The role of the treasurer continues to expand into different areas of the organisation, such as risk management and working capital. At the same time, while the treasury department was once an isolated function within a corporate organisation, it is now becoming more integrated with other departments. As a result, the ability to manage a treasury team more effectively, as well as the relationships with other departments, has become increasingly important. In addition, the trend towards centralisation and globalisation among all corporates further highlights the need for effective management skills and the ability to deliver and align objectives across the organisation. But what makes a good manager and how can you ensure that you effectively manage your department and team?
At the recent Payment Strategies Day on 10 June in Birmingham, hosted by Experian Payments, Sir Gerry Robinson, the Irish-born businessman opened proceedings with his opinion of what corporate managers want to achieve and how they can do it. As the former (non-executive) chairman of Allied Domecq and the ex-chairman/chief executive of Granada, Robinson has extensive business management experience and enlightened the audience with his pearls of wisdom about what makes a successful manager.
“A manager must be capable of motivating and inspiring their team, as well have the ability to distinguish between what is simply ‘wishful thinking’ and action that could provide real business opportunity,” he said. “It is also vital to have clarity and be absolutely crystal clear about what it is you are trying to achieve as a manager and with your team.”
In order to achieve clarity, Robinson advised managers to be direct about what they wanted their team to do and project a clear vision and aim. He also underlined the fact that passion is a vital ingredient in management success. “An organisation that isn’t passionate about what they do will not succeed,” he warned. “Managers should inspire others towards success through simple gestures, such as the recognition and praise of individual achievements.”
He concluded his presentation (which was dotted with illustrative anecdotes from his career re-told in an array of accents!) by highlighting key characteristics that any successful manager should cultivate:
1. Have courage: Robinson dared the audience to do one thing this year that they don’t get clearance for from the organisation’s “higher powers” and have the strength to follow their instincts.
2. Follow-up requests: If you ask for something to be done, as a manager you should follow it up “doggedly and persistently” to make sure it is. This will enhance your authority by making it clear that you will notice if something you ask for doesn’t happen and also reassure the team that their efforts will not be wasted.
3. Singularity: A manager must be able to make rapid and effective decisions on business issues and Robinson recommended simplifying all decision-making processes as much possible to ensure this.

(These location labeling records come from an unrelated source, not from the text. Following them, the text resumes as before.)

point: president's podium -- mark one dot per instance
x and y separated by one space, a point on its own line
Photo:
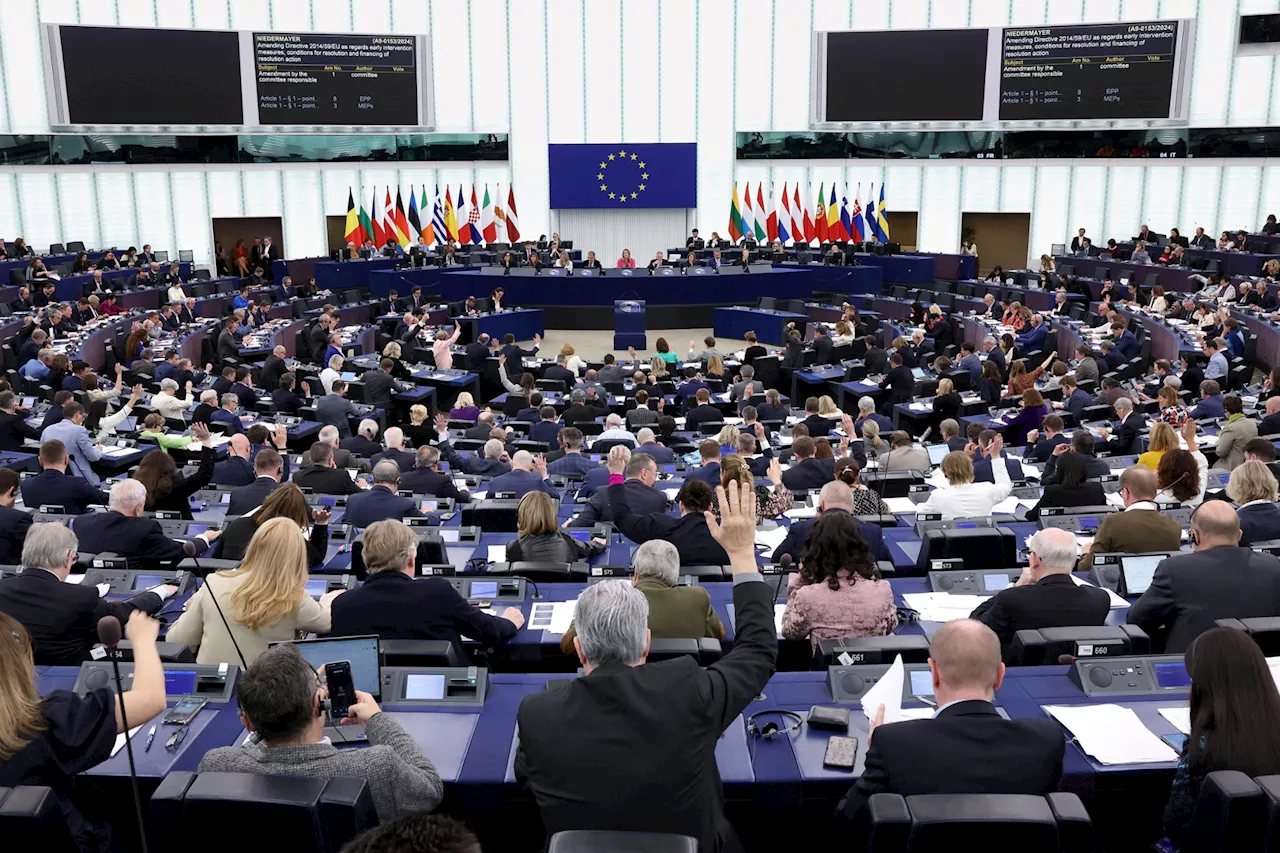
629 324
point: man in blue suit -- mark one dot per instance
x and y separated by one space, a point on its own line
55 487
835 497
380 501
526 474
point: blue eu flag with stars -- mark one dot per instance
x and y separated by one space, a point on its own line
620 176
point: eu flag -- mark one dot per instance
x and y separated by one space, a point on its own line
622 176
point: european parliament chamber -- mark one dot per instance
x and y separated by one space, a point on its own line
615 448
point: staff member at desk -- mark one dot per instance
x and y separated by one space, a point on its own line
1220 580
394 605
49 739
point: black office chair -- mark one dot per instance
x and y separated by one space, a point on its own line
597 840
31 817
316 815
937 822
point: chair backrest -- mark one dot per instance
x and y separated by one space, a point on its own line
319 815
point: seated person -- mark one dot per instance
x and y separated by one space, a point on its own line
675 611
540 538
51 737
967 748
279 702
837 591
396 605
1045 594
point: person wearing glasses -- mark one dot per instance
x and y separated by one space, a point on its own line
49 739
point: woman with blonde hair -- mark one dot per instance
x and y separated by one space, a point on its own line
284 502
49 739
1162 438
264 601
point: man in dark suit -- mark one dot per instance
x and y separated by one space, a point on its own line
380 501
1045 594
394 605
425 477
55 487
967 747
268 469
1127 436
835 497
648 730
140 541
62 617
1141 528
1220 580
321 475
689 533
807 471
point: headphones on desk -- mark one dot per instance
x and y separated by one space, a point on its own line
772 730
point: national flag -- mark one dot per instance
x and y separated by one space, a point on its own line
819 215
512 218
760 228
415 224
451 222
785 218
355 231
375 220
855 219
488 226
735 218
835 232
846 222
402 235
771 224
474 218
881 217
796 219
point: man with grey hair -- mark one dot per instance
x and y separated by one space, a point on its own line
62 617
1045 594
967 747
123 530
528 474
675 611
382 501
631 744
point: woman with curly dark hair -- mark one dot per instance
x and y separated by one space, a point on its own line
837 592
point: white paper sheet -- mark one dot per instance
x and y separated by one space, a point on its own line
1111 734
887 692
1116 601
1179 717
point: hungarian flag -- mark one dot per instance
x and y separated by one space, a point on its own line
402 235
735 218
771 224
512 218
798 232
785 218
474 218
819 217
451 222
355 231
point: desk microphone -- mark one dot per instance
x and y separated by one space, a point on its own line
109 633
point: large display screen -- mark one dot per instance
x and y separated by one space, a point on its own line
1092 72
110 77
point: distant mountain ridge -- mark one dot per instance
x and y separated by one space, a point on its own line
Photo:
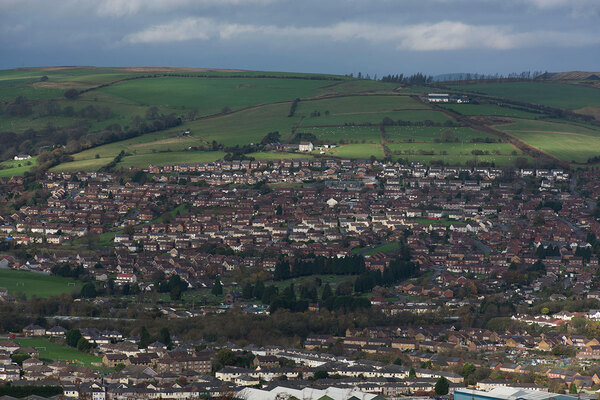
555 76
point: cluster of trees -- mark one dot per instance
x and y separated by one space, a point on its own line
591 239
352 265
415 79
75 339
164 337
542 252
271 137
68 270
555 205
523 273
304 137
175 286
111 165
76 137
400 269
293 107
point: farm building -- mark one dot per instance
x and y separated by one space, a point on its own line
508 393
438 97
306 146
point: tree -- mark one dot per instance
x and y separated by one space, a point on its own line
83 345
176 287
164 336
88 291
247 291
217 289
321 374
259 289
73 337
72 94
572 388
145 338
442 386
327 292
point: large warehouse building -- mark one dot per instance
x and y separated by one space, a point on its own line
508 393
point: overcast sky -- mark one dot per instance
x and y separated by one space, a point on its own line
329 36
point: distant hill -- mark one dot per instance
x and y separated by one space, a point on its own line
571 76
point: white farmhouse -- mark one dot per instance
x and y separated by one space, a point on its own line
306 146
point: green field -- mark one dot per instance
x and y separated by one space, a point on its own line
559 95
36 284
337 110
567 142
55 352
346 134
271 155
490 109
15 168
431 134
357 151
210 95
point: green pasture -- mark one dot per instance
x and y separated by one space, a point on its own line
273 155
36 284
175 157
346 134
211 95
456 153
375 118
426 134
547 126
568 142
559 95
490 109
237 128
358 104
357 151
15 168
56 352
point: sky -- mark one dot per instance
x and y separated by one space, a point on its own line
324 36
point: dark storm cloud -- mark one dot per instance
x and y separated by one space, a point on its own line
382 36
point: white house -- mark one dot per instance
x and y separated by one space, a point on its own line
306 146
126 278
438 97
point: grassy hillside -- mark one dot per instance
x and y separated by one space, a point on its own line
35 284
558 95
143 111
50 352
565 141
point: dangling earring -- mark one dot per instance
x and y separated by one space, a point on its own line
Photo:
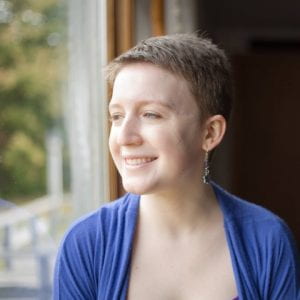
205 176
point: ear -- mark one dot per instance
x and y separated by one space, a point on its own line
214 129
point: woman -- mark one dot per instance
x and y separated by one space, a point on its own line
175 235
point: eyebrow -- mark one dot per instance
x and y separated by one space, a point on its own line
148 102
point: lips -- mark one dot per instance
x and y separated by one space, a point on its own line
138 161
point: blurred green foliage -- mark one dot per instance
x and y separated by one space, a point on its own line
32 71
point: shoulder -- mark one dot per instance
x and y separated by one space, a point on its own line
93 224
263 245
244 212
255 225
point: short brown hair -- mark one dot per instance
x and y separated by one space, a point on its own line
200 62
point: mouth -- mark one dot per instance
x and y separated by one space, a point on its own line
138 161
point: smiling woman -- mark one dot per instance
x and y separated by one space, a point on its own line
175 234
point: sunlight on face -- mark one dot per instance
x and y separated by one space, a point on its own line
155 138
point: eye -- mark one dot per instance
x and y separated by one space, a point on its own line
151 115
115 117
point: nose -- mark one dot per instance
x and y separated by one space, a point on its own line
129 133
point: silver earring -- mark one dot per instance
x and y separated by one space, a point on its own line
205 176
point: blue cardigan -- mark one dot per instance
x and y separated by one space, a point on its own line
94 257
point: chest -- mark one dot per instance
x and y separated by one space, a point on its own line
193 269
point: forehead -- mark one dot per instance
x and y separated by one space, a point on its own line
147 82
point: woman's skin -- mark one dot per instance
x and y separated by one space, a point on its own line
158 143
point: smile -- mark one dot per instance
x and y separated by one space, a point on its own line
139 161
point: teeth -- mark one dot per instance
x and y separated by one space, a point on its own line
138 161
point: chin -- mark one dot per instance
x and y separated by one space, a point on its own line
137 188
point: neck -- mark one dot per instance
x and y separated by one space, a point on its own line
182 210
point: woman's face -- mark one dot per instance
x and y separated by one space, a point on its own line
155 139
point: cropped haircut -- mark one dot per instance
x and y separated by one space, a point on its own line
201 63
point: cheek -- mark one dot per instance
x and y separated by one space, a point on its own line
112 146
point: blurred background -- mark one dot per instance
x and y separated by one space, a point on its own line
54 161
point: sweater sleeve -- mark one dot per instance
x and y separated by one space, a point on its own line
74 276
283 267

4. Innovation: According to Robinson, a manager should “never invent something that already exists that you can utilise.”
The role of a manager within a treasury department, or wider finance function in a corporate organisation, is complicated, wide-ranging and, at times, stressful. By focusing on key management principles, however, such as clarity and the ability to motivate and inspire your team, the path to successful management will be a lot less daunting.